Saturday, 28 June 2008

Wibawa Yang Runtuh

I Raja-raja 11: 4 
Sebab pada waktu Salomo sudah tua, istri-istrinya itu mencondongkan hatinya kepada allah-allah lain, sehingga ia tidak sepenuh hati berpaut kepada Tuhan Allahnya.

Apakah artinya sebuah wibawa apabila keluarga sendiri tidak dapat menghormatinya. Ada seseorang teman, Ayahnya melarang ia menjalin hubungan dengan seorang pria beristri, namun ia memutuskan untuk kawin lari. Ternyata setelah diselidiki ibunya memilih cerai dan menikah dengan pria lain. Setelah ditanya mengapa ia tidak menghargai keputusan ayahnya, ia hanya menjawab kalau ayahnya memang berwibawa bagi banyak orang akan tetapi di rumah ayahnya kalah oleh ibunya dan hal ini membuat ia menganggap remeh ayahnya.
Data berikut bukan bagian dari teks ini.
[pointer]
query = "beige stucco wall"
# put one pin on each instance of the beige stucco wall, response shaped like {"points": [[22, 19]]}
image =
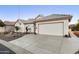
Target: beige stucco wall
{"points": [[23, 27], [65, 26], [9, 28], [30, 27], [2, 29]]}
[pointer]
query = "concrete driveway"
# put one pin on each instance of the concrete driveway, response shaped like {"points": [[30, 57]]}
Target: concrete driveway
{"points": [[47, 44]]}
Sama halnya dengan Salomo. Sampai saat ini tidak ada seorang pun manusia yang dapat menyamai hikmat yang dimiliki oleh Salomo. Ia dapat mengatur kerajaannya begitu rupa mulai dari pegawai sampai perabotan semuanya rapi ditata. Akan tetapi Salomo justru tidak dapat mengatur kehidupan rumah tangganya. Buktinya ia taat saja ketika hatinya dicondongkan ke ilah asing. Dan hal ini membuat keluarga Salomo menjadi berantakan. Sungguh ironis, ia bisa mengatur segalanya kecuali istri dan anaknya.
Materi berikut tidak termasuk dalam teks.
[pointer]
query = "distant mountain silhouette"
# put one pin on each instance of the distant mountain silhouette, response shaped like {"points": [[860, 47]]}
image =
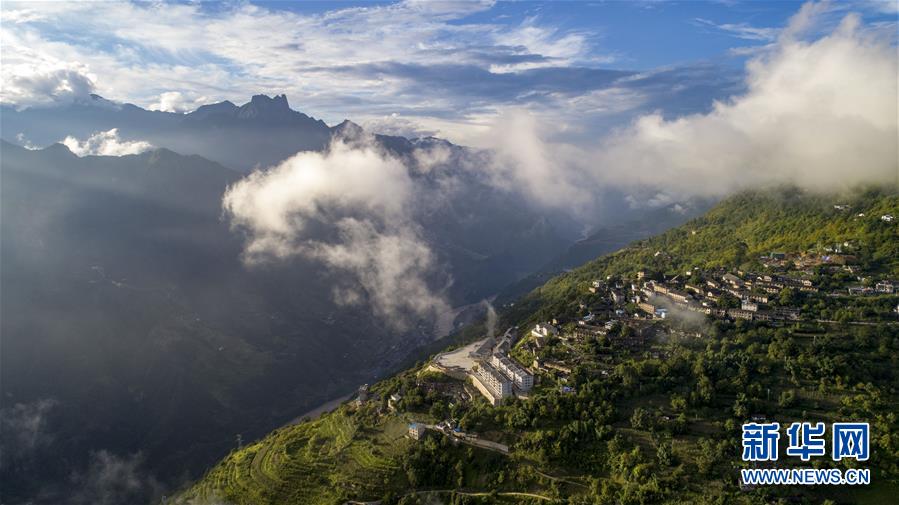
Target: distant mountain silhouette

Apakah artinya kita dapat mengatur dunia namun tidak keluarga kita. Tuhan rindu keluarga kita menjadi berkat dan itu dimulai ketika kita sebagai orang tua mampu membangun keluarga dengan nilai-nilai kebenaran. Jadilah orang tua yang berwibawa tidak di depan orang lain akan tetapi terlebih di depan anak-anak dan pasangan kita.

Kesaksian saya:
Dulu saya merasa papa saya adalah seseorang yang menyebalkan. Ia memang oleh teman-temannya dianggap berwibawa dan ia baik di dalam mengatur pekerjaannya akan tetapi saya justru ingin memberontak terhadap papa saya. Saya sangat benci papa saya, saya merasa ia adalah orang yang menelantarkan keluarganya dan tidak berwibawa sama sekali. Akan tetapi ketika papa saya bertobat dan menerima Tuhan Yesus. Ia mulai menjaga keluarganya, selain itu ia juga mengarahkan kehidupan anak-anaknya. Saat ini saya bersyukur saya punya seorang papa seperti dia, dia adalah papa yang selalu mendukung saya dan mengingatkan saya ketika saya salah. Sekarang di mata saya ia adalah orang yang paling berwibawa.

Note:
Jika kita bisa mengatur rumah tangga dan keluarga kita. Tuhan akan mempercayakan kita tanggung jawab yang lebih besar lagi.